Electrolyte-Driven Cu4+ Substitution in MoSe2: Synergy of an Inorganic-Rich Solid Electrolyte Interphase and Thermal Activation for Sodium-Ion Batteries

Transition metal chalcogenides (TMCs) have garnered significant attention as high-capacity anode materials, yet the unconventional role of the Cu collector meditating atomic-level substitution of metal-site cations by Cu⁴⁺ ions during electrochemical cycling remains mechanistically unclear. To address this, herein, Cu-doped MoSe₂@C ultrathin nanosheets were synthesized via the solvothermal process and carbonization strategies.
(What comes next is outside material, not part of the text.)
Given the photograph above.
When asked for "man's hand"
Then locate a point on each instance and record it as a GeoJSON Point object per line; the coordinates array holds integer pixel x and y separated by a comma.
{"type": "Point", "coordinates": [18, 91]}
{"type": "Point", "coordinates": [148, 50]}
A systematic investigation was conducted to elucidate the underlying driving forces for Cu⁴⁺ substitution at Mo⁴⁺ sites and the crucial regulatory effects of solid electrolyte interphase (SEI) formation. The substitution mechanism was elucidated through the Hard and Soft Acid–Base principle, where Cu⁴⁺ (classified as a soft acid) demonstrates significantly stronger coordination affinity with Se^2– anions (soft bases) compared to the native Mo⁴⁺ cations (hard acids). This electrochemical transition is mediated by ether-based electrolytes coupled with the Cu collector, where the in situ formation of a thin, inorganic-rich SEI layer establishes synergistic ion-transport highways for accelerated Na⁺/Cu⁴⁺ co-diffusion. Temperature-dependent studies reveal Arrhenius-type kinetics: charge transfer is kinetically hindered at ≤ 0 °C but thermally activated at 50–70 °C, confirming that interfacial charge transfer requires thermal energy to overcome activation barriers. This work provides a fundamental guideline for designing stable metal chalcogenide electrodes through interface engineering and electrolyte optimization.